However, there is no denying that in a few more decades we will enter a period when the lavish supply of rich, easily secured natural fuels will no longer be available. Synthesized oil or alcohol will be more costly than oil from gushers; coal will be harder to come by; all the failing waters in the country harnessed will meet only a fraction of our present energy budget; wind power is variable and not adaptable to industrial uses as they are understood today.
It is reasonable to suppose that as this energy scarcity makes itself felt in our economy, the power consumption of this economy will be studied more and more rigorously. Every type of fuel-consuming engine will be analyzed, not merely to determine whether its thermodynamic efficiency is the maximum possible, but to determine whether It is doing work which needs to be done at all , which might, in fact, be unnecessary under a more logical arrangement of the economic mechanism.
Such an enforced examination will make more obvious the advantages of a decentralized society.
HOW IS THE POWER USED?
In a recent advertisement the Association of American Railroads proudly revealed that the average potato in this country travels seven hundred forty-one and one-half miles from the field where it is grown to the corner grocer's where it is sold. For the maintenance of our transportation system at its present level of capitalization this is no doubt an excellent thing, but it is a very bad thing from the point of view of efficient use of our coal and other mineral reserves.

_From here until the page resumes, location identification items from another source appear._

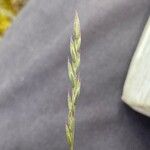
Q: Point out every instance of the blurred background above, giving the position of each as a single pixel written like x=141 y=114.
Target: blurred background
x=8 y=10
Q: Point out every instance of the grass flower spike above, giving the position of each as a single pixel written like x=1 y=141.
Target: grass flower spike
x=73 y=72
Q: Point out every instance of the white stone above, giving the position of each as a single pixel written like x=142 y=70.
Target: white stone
x=136 y=91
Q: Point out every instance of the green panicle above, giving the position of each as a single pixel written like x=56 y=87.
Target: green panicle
x=73 y=73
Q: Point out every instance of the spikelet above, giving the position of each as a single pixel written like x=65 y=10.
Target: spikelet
x=73 y=73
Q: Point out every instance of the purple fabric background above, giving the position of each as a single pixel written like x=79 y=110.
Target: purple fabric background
x=34 y=81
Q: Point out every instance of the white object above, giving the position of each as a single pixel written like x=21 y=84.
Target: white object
x=136 y=91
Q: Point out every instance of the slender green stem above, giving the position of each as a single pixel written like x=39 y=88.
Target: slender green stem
x=73 y=72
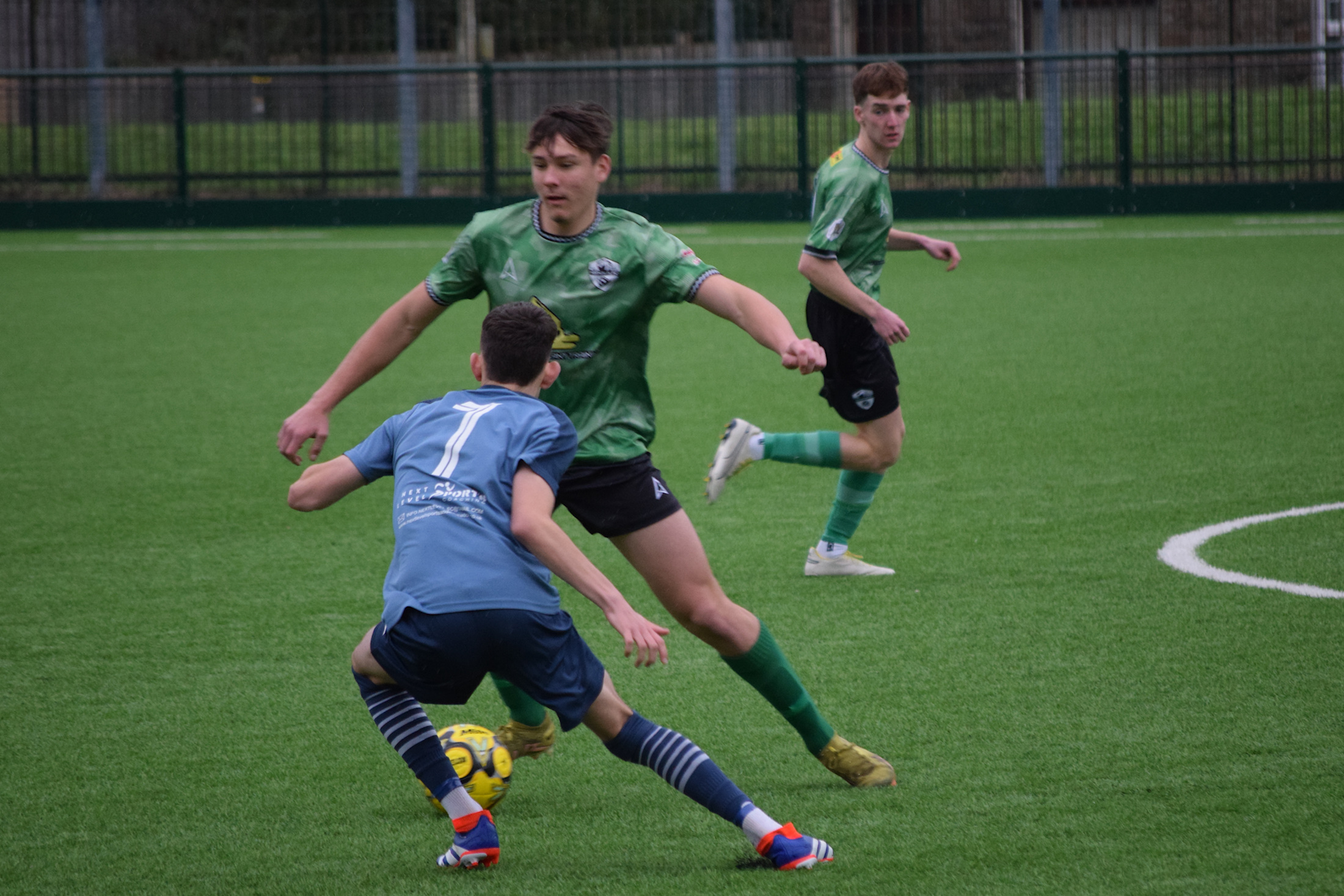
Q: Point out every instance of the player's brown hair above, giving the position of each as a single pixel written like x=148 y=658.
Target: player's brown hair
x=881 y=79
x=516 y=341
x=586 y=125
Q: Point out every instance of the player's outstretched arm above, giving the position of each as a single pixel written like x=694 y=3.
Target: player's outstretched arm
x=375 y=349
x=533 y=526
x=899 y=241
x=323 y=486
x=762 y=321
x=830 y=280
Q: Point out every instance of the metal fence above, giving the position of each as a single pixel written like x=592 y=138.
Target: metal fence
x=995 y=120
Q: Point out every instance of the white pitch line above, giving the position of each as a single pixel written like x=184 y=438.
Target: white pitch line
x=1180 y=554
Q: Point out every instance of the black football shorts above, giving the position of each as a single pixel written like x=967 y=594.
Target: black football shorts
x=442 y=657
x=859 y=379
x=617 y=499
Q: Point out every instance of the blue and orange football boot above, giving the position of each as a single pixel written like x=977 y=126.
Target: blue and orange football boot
x=475 y=843
x=791 y=851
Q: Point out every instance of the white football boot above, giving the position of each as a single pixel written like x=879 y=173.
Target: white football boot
x=731 y=456
x=847 y=563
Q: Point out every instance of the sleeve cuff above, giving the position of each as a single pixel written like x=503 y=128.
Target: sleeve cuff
x=699 y=281
x=434 y=297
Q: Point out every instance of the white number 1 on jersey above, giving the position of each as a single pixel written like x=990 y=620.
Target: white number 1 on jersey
x=453 y=446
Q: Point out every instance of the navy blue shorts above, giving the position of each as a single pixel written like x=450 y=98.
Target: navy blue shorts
x=442 y=657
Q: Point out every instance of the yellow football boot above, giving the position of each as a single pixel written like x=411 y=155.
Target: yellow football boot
x=861 y=767
x=527 y=740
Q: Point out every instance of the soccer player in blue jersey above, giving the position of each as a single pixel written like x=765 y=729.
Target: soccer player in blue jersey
x=469 y=591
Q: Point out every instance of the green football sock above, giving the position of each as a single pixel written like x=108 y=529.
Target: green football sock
x=854 y=495
x=520 y=707
x=812 y=449
x=767 y=669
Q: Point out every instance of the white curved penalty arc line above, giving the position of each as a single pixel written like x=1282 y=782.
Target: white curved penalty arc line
x=1180 y=554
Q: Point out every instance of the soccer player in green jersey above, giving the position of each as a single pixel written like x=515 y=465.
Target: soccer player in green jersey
x=849 y=244
x=601 y=273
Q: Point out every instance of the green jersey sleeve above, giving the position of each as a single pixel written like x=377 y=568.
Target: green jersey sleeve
x=673 y=271
x=458 y=275
x=830 y=211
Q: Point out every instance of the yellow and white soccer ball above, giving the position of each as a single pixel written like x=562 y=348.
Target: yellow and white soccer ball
x=480 y=760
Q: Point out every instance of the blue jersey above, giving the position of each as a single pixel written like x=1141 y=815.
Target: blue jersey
x=453 y=461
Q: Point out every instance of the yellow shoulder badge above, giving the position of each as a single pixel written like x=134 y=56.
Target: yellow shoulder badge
x=562 y=339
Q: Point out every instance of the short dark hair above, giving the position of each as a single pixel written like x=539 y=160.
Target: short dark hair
x=881 y=79
x=586 y=125
x=516 y=341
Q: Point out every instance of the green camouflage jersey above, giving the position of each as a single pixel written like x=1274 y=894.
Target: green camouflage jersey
x=602 y=288
x=851 y=216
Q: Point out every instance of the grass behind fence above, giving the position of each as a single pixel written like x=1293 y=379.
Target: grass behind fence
x=1282 y=133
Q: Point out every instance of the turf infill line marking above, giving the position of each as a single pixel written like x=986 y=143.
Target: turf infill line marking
x=1292 y=222
x=1180 y=553
x=252 y=246
x=159 y=238
x=237 y=246
x=1012 y=225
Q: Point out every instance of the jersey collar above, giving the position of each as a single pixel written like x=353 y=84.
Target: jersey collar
x=536 y=225
x=858 y=152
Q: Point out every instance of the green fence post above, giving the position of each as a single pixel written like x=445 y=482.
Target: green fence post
x=179 y=126
x=800 y=109
x=1232 y=112
x=489 y=186
x=1124 y=125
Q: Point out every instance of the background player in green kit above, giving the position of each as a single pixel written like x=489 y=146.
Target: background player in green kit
x=601 y=273
x=843 y=258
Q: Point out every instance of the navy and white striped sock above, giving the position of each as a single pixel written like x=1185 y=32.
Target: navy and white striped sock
x=682 y=765
x=404 y=723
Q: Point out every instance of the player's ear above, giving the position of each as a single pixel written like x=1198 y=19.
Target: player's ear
x=550 y=373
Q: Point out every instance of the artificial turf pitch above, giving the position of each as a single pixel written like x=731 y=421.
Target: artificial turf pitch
x=1066 y=713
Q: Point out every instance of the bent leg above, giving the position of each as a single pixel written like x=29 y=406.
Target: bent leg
x=673 y=562
x=877 y=446
x=407 y=730
x=671 y=559
x=683 y=765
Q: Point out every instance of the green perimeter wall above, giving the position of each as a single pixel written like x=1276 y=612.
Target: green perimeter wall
x=681 y=207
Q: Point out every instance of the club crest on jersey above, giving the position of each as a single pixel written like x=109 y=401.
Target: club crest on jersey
x=604 y=273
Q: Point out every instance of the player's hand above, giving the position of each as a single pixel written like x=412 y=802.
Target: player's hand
x=804 y=355
x=641 y=637
x=944 y=252
x=890 y=327
x=303 y=425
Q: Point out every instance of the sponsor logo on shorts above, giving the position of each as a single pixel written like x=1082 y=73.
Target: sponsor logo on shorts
x=604 y=273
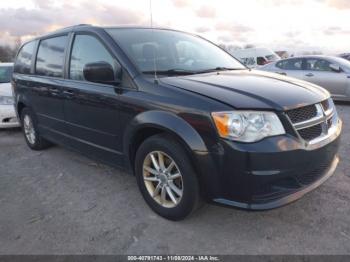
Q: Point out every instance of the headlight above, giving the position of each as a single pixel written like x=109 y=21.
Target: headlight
x=247 y=126
x=6 y=100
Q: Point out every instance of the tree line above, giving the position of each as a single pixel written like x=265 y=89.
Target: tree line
x=8 y=52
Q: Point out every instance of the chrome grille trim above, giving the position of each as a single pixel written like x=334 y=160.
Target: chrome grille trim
x=324 y=116
x=319 y=118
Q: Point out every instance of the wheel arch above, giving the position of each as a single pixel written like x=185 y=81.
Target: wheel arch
x=151 y=123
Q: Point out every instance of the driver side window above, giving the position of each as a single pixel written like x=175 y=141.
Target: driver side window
x=87 y=49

It is demonstrable that in a decentralized economy potatoes can generally be grown within a few miles or even a few rods of their ultimate point of consumption with highly satisfactory all-around results; and the same principle applies to countless other goods now produced in specialized production centers and hauled, by the prodigal use of fuel-generated horsepower, to far-off specialized consumption centers. Quite aside from humanitarian and political considerations, when reduced fuel reserves make it impossible for us to squander heat energy in this fashion (and nine-tenths of it is even wasted mechanically, going up locomotive stacks in the form of unused heat) a reorganization of our society on this basis of decentralization will become physically essential.